More companies are taking out insurance policies
to protect against cybercrimes. Here’s why IT’s input is critical. BY MARY K. PRATT
IF YOUR COMPANY were hit with a cyberattack today, would it be able to foot the bill? The entire bill, includ- ing costs from regulatory fines, potential lawsuits, damage to your organizations’ brand, and hardware and software repair, recovery and protection? It’s a question worth careful consideration, given that the price of cyberattacks is rising at an alarming rate.

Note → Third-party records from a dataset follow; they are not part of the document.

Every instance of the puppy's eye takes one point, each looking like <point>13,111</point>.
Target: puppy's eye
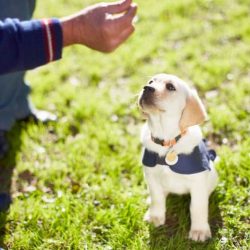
<point>170,87</point>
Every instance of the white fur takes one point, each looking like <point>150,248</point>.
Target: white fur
<point>161,180</point>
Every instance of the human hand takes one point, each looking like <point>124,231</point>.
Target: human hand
<point>101,27</point>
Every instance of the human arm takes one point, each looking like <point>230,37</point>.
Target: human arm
<point>29,44</point>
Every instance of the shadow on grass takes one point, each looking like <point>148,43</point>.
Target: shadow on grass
<point>174,234</point>
<point>7,166</point>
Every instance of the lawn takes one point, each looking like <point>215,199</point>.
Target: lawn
<point>78,183</point>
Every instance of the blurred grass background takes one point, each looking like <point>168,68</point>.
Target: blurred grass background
<point>78,184</point>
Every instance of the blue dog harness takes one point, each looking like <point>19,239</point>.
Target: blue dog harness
<point>196,162</point>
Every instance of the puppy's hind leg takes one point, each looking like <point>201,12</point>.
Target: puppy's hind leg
<point>157,208</point>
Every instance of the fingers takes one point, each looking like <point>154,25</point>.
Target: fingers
<point>124,35</point>
<point>126,19</point>
<point>118,7</point>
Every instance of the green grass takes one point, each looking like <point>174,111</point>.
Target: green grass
<point>78,184</point>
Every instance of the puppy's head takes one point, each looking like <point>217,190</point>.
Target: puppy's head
<point>167,94</point>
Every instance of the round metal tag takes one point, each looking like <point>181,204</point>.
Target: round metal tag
<point>171,158</point>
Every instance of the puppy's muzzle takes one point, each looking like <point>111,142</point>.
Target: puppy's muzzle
<point>147,96</point>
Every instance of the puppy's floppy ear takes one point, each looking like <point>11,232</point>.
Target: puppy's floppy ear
<point>194,112</point>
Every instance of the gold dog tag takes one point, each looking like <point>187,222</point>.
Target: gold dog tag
<point>171,157</point>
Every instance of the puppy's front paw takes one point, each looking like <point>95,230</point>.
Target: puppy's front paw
<point>200,234</point>
<point>156,218</point>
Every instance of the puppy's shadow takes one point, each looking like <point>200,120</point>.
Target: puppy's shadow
<point>7,166</point>
<point>174,234</point>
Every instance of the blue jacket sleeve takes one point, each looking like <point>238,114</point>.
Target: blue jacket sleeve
<point>29,44</point>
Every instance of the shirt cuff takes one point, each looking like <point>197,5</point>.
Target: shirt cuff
<point>42,40</point>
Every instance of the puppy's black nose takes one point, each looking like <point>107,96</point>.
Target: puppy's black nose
<point>149,89</point>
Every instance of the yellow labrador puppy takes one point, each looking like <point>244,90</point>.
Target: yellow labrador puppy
<point>175,158</point>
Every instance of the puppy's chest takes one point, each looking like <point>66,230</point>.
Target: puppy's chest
<point>168,180</point>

The second annual Cost of Cyber Crime study, released last August by the Ponemon Institute, reported that the median
annualized cost of cybercrime for a company is $5.9 million —
a 56% increase from the 2010 median figure.

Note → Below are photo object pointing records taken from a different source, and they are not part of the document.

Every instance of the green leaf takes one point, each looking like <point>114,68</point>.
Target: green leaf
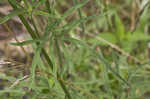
<point>36,59</point>
<point>38,12</point>
<point>106,36</point>
<point>29,42</point>
<point>39,3</point>
<point>138,36</point>
<point>70,26</point>
<point>120,29</point>
<point>71,10</point>
<point>12,14</point>
<point>94,53</point>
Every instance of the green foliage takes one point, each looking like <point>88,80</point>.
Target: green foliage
<point>72,66</point>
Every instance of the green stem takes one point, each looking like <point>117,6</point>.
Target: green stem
<point>82,24</point>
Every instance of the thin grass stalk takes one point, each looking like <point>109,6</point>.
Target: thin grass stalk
<point>82,24</point>
<point>60,58</point>
<point>34,36</point>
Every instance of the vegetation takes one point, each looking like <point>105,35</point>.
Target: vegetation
<point>82,49</point>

A growing number of insurance companies are offering policies
that provide protection in the event of data breaches and other
malicious hacks. But they’re having some difficulty making many
sales — in part because the cost of premiums can be staggering.
Lawyers and information security leaders say many executives
mistakenly believe that standard corporate insurance policies or
general liability policies cover losses related to hacking, or
that their cyberpolicies, if they have them, will cover all
costs related to a breach. Most of the time, they won’t.

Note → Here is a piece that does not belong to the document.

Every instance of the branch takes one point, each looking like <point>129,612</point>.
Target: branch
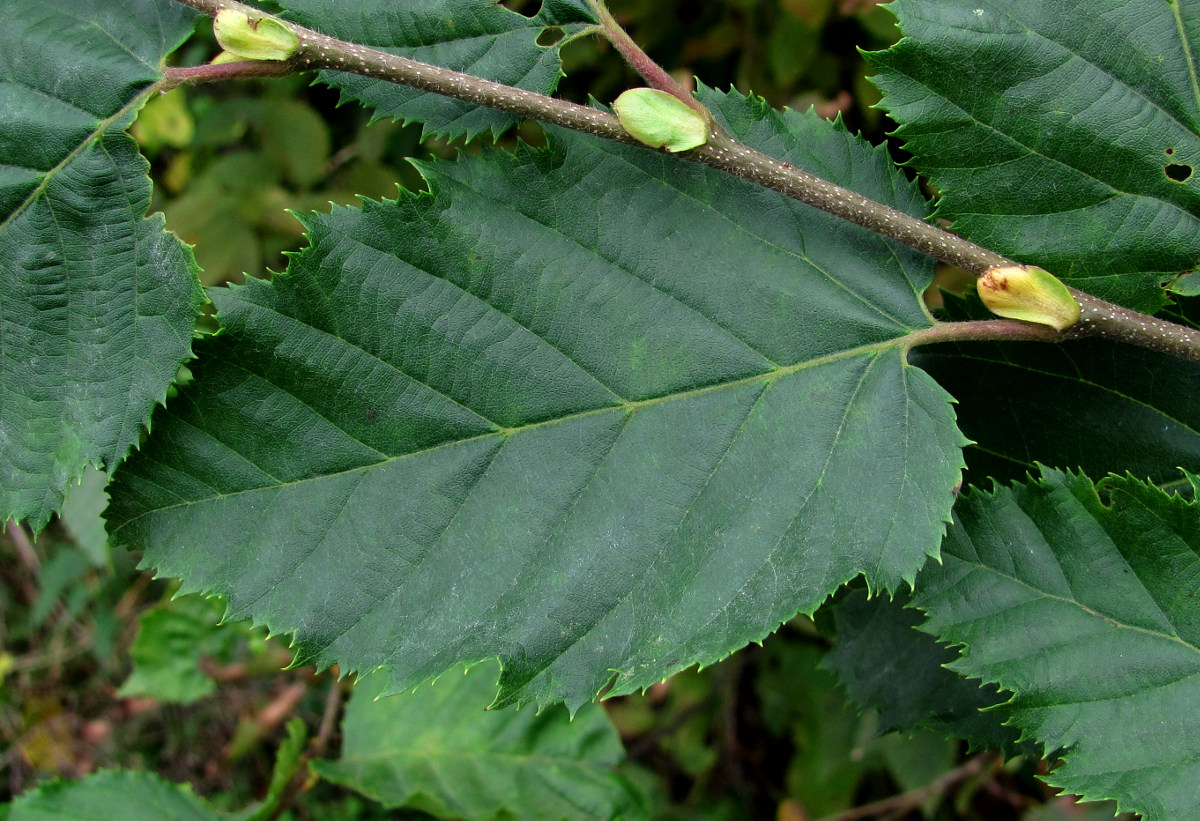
<point>174,76</point>
<point>1098,317</point>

A February 2011 paper by Forrester Research analyst
Khalid Kark indicates that many companies are still trying
to understand the basics of these policies, which are offered
by such carriers as ACE USA, Chubb, The Hartford and St. Paul
Travelers Cos. The most common questions revolve around what
types of polices are out there, what they cover, how to select the
right policy and whether such insurance is even needed.